Gary Oldman’s son has written an impassioned letter defending his father after accusations of domestic violence resurfaced following his Oscar win.
Gulliver Oldman published the letter after Gary won best actor for playing Winston Churchill in Darkest Hour.
Ex-wife Donya Fiorentino, who accused him during their divorce in 2001, said the Oscars had rewarded “an abuser”.
The actor has always denied abuse, and his son said: “There is only innocence. There never has been any guilt.”
During their divorce proceedings, Fiorentino accused Gary Oldman of hitting her repeatedly with a phone receiver when she tried to call the police.
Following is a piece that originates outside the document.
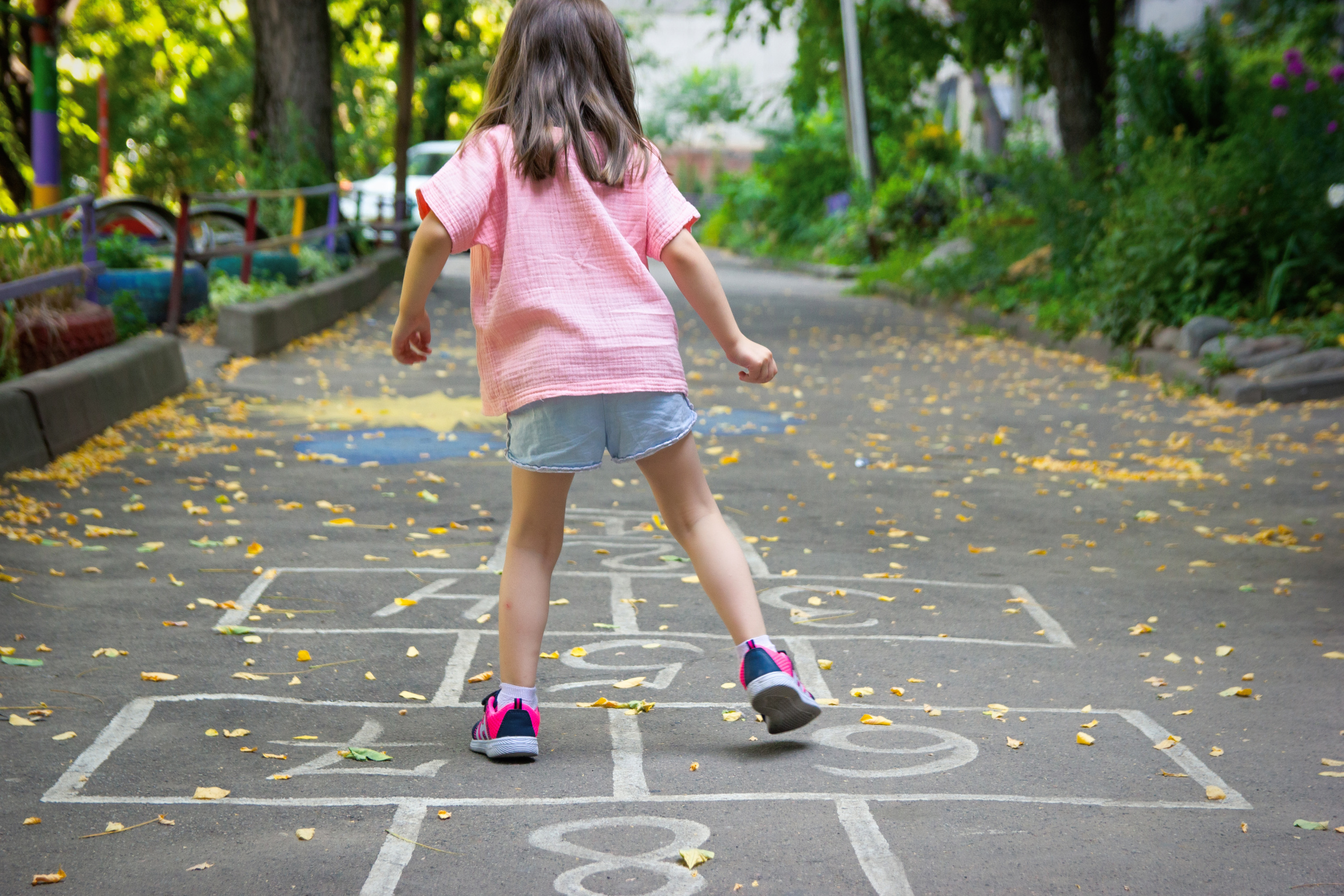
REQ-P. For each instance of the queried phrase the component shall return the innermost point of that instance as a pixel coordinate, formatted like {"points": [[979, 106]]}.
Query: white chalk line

Gulliver was four at the time. After they split, a court awarded the actor sole custody of Gulliver and his younger brother Charlie.
In his letter, Gulliver wrote: “I was there at the time of the ‘incident,’ so I’d like to make this radiantly clear: it didn’t happen. Anyone who says it did is lying.”
He said it had been “troubling and painful” to see the “false allegations” dredged up all these years on.
“Custody of children is not given to a wife beater, and under most circumstances, hardly ever a man,” he wrote. “My having lived, full time with my father should be in itself, proof enough.”
He described his father as “my one and true guiding light” and “my only hero”, and said he stopped talking to his mother seven years ago, when he was 13.
Gulliver also described his father as “a wonderfully kind man, gifted beyond belief, a man who wouldn’t trade anything for the love and happiness of his family”.
He added: “This torment should have ended 16 years ago. In such a momentous year for his career, my father should finally be able to enjoy himself. I hope that we can please make that a possibility.
“The only way to achieve that is to stop repeating, stop sharing, and stop believing the lies.”
After the Oscars, Fiorentino sarcastically congratulated her ex-husband and the Academy, and told TMZ: “I thought we had evolved. What happened to the #MeToo movement?”
Oldman’s representative Doug Urbanski responded in a written statement to the BBC, saying: “Gary was completely cleared of those allegations in 2001… and there were results and consequences.”
He added that the Time’s Up and Me Too movements were “critical and long overdue”, but said it was “unfortunate” that Fiorentino was using them “as convenient cover to further a personal vendetta”.